Como descobrimos todos estes grupos?
A forma mais comum de descobrir estes grupos sanguíneos foi através da investigação de pacientes que tiveram maus resultados transfusionais. O plasma deles tem sido usado para estudar doadores e encontrar sangue adequado para transfusão. Isto seria então usado para prevenir reacções em doentes com anticorpos semelhantes. A cadeia de descoberta de um problema e, em seguida, a forma de impedir que isso aconteça novamente é a base para testar o sangue antes da transfusão.

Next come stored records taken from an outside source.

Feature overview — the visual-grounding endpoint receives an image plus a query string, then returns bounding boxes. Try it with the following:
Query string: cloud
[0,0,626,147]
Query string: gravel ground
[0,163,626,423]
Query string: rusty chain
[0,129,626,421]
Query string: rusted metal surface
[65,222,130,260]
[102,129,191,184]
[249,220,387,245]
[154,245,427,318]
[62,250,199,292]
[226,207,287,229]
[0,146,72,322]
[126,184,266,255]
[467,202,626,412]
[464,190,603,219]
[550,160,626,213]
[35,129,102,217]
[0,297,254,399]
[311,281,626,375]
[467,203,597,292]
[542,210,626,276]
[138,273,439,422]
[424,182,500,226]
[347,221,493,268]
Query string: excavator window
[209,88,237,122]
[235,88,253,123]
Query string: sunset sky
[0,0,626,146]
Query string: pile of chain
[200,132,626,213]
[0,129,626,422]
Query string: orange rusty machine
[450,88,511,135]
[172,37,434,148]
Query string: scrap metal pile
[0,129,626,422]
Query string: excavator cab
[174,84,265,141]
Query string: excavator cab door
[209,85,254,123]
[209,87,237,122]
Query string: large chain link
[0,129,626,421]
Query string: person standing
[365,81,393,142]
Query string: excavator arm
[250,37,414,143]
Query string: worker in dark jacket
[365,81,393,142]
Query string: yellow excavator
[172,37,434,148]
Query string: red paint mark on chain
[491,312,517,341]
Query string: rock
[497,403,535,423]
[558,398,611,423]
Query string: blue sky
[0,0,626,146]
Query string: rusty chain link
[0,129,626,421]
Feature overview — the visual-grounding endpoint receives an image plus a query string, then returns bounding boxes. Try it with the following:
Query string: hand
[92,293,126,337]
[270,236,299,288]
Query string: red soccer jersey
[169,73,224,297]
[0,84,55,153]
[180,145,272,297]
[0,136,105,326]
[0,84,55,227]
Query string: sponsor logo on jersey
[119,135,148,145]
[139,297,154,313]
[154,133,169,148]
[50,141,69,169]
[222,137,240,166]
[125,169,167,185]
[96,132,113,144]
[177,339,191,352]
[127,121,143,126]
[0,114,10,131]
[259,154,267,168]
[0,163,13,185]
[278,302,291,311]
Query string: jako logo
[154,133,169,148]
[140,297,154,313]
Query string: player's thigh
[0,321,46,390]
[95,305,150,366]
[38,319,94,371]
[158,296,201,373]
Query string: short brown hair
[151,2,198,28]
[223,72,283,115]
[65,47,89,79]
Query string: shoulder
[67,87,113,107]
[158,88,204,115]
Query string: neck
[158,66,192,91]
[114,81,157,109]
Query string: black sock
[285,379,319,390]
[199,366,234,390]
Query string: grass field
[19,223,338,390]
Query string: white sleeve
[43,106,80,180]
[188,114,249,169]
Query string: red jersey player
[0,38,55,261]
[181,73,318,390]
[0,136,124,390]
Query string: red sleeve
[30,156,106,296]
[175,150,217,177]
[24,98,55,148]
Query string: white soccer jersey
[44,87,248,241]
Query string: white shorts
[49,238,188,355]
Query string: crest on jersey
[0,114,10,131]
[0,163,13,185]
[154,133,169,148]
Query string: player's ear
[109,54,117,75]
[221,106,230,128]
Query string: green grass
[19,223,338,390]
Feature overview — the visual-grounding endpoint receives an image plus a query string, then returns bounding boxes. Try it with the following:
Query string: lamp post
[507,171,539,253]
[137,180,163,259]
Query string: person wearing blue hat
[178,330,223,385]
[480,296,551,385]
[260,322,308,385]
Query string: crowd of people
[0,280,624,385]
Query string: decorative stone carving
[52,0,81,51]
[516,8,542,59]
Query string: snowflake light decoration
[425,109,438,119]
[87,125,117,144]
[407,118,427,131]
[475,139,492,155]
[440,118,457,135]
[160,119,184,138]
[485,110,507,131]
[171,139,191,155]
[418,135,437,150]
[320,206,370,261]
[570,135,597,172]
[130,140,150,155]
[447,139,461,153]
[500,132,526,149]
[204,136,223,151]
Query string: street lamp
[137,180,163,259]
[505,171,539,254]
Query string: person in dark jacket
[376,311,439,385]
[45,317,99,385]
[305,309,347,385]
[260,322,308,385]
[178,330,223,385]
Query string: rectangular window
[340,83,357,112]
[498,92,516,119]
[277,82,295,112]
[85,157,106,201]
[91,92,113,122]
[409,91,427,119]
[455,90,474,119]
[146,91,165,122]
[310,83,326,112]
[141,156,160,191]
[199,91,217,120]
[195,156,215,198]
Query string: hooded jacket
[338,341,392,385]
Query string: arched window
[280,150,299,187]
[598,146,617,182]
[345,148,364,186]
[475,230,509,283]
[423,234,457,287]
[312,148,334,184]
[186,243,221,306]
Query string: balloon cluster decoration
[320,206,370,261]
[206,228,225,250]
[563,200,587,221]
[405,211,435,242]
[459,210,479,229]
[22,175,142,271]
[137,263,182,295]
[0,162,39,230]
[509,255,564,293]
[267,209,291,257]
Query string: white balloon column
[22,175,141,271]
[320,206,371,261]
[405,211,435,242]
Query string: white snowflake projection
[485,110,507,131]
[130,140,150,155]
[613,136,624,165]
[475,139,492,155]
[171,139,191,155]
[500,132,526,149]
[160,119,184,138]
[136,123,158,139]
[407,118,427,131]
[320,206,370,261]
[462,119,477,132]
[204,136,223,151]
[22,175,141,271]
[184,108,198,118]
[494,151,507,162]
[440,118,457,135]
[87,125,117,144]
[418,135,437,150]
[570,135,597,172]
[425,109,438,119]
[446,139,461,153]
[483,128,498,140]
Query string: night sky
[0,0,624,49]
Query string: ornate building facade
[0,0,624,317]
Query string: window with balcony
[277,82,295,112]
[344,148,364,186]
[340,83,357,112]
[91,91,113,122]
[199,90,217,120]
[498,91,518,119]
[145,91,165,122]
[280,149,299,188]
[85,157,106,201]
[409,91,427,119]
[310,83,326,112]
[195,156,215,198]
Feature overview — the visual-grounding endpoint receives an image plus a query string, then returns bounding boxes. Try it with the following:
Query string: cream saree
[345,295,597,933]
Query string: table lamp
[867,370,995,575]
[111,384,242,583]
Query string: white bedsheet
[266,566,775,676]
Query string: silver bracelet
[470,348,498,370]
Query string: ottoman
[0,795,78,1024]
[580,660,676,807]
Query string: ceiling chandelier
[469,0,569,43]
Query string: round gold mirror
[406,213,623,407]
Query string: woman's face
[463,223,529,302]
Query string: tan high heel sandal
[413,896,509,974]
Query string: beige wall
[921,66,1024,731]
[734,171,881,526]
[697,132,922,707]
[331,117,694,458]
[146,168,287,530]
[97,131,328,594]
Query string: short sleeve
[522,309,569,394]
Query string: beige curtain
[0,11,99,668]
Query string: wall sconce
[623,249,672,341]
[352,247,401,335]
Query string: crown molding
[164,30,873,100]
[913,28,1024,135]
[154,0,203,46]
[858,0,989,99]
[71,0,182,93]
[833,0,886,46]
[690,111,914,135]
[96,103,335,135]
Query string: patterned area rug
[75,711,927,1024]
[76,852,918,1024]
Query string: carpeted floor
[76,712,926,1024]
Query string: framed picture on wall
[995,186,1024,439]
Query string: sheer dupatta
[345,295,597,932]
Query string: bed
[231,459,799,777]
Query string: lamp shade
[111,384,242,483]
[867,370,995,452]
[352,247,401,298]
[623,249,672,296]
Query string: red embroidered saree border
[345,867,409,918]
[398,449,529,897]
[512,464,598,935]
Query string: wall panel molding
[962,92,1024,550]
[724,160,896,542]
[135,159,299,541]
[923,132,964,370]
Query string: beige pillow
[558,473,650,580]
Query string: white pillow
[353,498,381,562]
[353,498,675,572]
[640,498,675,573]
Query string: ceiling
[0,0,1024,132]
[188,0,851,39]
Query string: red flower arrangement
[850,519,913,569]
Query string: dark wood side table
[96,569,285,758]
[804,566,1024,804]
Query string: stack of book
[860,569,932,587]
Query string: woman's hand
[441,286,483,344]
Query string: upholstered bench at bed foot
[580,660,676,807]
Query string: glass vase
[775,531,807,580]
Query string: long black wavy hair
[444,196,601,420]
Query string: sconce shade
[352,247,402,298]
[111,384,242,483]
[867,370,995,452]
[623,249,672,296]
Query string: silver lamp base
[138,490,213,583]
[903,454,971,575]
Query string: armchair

Embora não saibamos a função de todas as moléculas de superfície celular que compõem os antígenos do grupo sanguíneo, sabemos que algumas delas têm funções em outros lugares. Por exemplo, o antígeno Kell é uma enzima (os catalisadores biológicos). Outros antígenos de células vermelhas estão envolvidos na estrutura da membrana celular, e no transporte de produtos químicos entre o interior e o exterior da célula. Todos os antígenos devem ser considerados ao combinar sangue para transfusão.
O campo dos antigénios do grupo sanguíneo está sempre a crescer, particularmente com a aplicação de técnicas modernas de sequenciação genética. Usando essas técnicas, a equipe de pesquisa do Serviço de Sangue da Cruz Vermelha Australiana descobriu pelo menos três novos antígenos de grupos sanguíneos nos últimos anos, e também decifrou os tipos sanguíneos de pessoas antigas como Denisovans e Neandertais, com base em sua seqüência de DNA.